Önde Chan, arkada Jisung olmak üzere yürümeye başladılar. Ayakları kumlu zeminden kurtulup metal zemine bastığında kalabalığın ortasından beyaz önlüklü biri çıktı ve elindeki silahı doğrulttu onlara. Kalabalık hızla geri çekildi ve adam gözlerini kısarak konuştu;

"Kimlersiniz ve Clèi size de bulaştı mı?"

Kalabalığın gözleri bir adamda bir de ikilide gidip geldi.

"Ben Bang Christopher Chan."

"Ben de Han Jisung, ve hayır ikimize de virüs bulaşmadı, eminiz."

Adam silahı yavaşça indirdi ve başını hafifçe kaldırarak onlara dik gözlerle baktı. Sonra yüzüne küçük bir gülümseme yayıldı.

"Sağ kalanlar yeraltı havalimanına hoş geldiniz."

Chan başıyla onayladı onu.

"Peki araba?" diye sordu orta yaşlı adama benzeyen bir başkası.

"İçinde bir sürü muhimmat ve yiyecek var."

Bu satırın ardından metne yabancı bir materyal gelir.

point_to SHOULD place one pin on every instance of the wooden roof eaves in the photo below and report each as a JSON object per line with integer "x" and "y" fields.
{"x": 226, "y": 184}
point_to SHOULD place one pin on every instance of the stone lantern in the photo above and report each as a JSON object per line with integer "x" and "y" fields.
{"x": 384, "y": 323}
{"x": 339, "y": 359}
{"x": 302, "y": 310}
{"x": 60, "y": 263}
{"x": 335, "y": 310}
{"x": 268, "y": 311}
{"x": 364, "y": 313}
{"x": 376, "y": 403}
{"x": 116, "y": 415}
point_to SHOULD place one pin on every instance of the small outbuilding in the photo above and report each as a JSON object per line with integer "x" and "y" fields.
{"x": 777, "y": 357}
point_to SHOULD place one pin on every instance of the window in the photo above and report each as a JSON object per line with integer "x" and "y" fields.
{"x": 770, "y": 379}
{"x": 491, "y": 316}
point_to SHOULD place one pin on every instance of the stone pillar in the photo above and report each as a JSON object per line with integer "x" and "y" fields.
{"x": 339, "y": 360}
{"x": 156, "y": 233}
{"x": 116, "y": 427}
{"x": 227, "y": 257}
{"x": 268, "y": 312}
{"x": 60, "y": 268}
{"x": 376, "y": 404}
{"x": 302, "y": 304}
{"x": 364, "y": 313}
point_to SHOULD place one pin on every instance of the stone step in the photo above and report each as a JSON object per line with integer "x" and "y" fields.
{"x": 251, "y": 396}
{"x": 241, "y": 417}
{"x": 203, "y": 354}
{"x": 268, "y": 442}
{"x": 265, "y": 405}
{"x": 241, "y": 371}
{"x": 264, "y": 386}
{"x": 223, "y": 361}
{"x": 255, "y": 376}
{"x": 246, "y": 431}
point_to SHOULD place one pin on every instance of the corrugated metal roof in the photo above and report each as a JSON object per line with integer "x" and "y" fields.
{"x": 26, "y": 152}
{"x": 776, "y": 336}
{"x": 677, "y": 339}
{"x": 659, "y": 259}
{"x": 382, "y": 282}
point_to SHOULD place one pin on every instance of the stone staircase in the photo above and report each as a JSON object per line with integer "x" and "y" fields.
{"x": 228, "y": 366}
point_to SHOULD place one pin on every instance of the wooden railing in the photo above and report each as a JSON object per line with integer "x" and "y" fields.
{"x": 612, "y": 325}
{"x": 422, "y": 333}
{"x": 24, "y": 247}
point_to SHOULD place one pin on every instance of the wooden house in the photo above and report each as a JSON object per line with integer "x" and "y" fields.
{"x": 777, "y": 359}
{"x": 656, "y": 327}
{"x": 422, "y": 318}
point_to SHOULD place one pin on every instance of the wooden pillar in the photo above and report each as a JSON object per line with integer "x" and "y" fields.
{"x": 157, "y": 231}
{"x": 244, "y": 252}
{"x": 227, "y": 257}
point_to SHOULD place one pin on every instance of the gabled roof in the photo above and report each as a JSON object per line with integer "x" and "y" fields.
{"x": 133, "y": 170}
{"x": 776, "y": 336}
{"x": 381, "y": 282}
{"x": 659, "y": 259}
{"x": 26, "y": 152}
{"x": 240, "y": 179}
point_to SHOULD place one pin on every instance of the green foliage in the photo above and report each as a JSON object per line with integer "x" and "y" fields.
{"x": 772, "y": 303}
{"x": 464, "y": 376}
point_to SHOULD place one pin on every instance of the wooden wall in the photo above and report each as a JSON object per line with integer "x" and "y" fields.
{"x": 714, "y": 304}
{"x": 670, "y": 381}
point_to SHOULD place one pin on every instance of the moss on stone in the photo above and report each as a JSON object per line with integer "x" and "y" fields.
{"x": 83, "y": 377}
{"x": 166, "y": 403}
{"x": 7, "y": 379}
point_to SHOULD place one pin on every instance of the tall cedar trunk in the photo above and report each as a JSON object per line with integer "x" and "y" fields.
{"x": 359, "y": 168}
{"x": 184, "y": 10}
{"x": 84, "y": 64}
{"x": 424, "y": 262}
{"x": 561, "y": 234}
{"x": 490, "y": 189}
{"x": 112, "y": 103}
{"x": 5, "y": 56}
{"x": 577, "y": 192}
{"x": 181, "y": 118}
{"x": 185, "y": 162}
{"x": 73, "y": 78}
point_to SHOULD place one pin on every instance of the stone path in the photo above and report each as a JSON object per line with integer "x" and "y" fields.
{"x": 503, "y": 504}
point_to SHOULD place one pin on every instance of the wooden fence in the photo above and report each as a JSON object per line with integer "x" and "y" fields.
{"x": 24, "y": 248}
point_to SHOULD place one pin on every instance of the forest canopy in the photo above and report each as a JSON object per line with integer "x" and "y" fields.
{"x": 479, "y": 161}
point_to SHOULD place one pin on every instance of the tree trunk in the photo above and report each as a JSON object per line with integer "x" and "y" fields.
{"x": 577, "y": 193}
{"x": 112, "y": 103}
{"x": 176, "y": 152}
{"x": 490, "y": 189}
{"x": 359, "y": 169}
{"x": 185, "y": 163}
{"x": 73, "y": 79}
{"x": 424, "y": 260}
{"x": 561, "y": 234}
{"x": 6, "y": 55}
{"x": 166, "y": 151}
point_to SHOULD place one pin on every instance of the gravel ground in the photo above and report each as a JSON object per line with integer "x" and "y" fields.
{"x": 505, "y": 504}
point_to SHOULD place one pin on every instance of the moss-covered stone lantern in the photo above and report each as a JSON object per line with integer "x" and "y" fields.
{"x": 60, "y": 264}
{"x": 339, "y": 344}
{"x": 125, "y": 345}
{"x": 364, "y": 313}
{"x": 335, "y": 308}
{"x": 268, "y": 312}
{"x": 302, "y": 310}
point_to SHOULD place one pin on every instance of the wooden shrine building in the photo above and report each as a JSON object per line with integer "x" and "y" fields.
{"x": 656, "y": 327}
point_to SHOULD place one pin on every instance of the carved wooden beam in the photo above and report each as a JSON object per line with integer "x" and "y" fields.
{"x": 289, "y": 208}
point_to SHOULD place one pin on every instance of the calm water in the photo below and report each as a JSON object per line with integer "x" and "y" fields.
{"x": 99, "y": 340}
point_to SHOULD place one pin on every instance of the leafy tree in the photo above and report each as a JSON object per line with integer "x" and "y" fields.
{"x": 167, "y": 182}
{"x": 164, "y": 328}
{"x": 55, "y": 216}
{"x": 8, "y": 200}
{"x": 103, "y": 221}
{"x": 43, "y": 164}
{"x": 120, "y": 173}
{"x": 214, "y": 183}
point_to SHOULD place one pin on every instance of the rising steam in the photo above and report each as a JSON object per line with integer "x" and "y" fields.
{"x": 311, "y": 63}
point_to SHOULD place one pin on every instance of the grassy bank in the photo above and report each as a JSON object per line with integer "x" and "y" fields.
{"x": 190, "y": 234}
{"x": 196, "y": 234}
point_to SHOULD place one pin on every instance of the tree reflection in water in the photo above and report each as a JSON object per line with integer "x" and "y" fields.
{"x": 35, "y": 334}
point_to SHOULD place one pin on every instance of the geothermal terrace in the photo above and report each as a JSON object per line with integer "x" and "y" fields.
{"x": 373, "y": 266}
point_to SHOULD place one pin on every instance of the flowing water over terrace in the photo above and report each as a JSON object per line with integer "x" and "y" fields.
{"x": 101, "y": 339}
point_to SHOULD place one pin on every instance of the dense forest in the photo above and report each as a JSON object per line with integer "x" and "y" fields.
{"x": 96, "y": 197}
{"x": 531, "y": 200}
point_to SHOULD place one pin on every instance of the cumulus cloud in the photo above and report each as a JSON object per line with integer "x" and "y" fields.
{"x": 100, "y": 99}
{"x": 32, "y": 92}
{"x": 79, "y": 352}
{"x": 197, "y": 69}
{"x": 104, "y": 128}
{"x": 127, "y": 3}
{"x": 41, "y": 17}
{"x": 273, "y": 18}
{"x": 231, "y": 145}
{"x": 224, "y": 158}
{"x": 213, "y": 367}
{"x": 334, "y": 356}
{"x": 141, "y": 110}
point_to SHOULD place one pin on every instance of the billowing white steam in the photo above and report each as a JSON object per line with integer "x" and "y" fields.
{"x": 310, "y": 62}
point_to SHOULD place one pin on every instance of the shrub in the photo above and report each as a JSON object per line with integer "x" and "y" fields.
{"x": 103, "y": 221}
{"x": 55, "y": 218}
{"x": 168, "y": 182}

Jisung cevabı ile rahat bir nefes alınıp verildi. Çünkü en çok ihtiyaçları olan şey silah ve yiyecekti. Kalabalık yavaşça dağılmaya başladığında sarı saçlı, Jisung'dan biraz uzun olan bir genç, Chan'ın sağ kalanların lideri olduğunu düşündüğü adamın yanına gitti. Jisung geri dönüp arabayı çalıştırdı ve yine bir başka adamın emirleriyle yaklaşık 5 arabanın bulunduğu bir yere parketti. Geri döndüğünde Chan liderle konuşmaktaydı.

Oraya yürürken ortalığı inceleme fırsatı buldu. Tavan 4 metre yükseklikteydi ve zemin 350-400 kilometre kareydi. Uzunlamasına olan büyük kenarda insanlar için oluşturulan kumaş ve demir birleşimi yaşam kapsülleri bulunmaktaydı. Her kenarda en az altı kapı bulunmaktaydı ve en büyüğü hemen sağında bulunan üç metre uzunluğunda, bir metre genişliğinde metalden bir kapıydı. Üzerinde de büyük bir kilit sistemi vardı.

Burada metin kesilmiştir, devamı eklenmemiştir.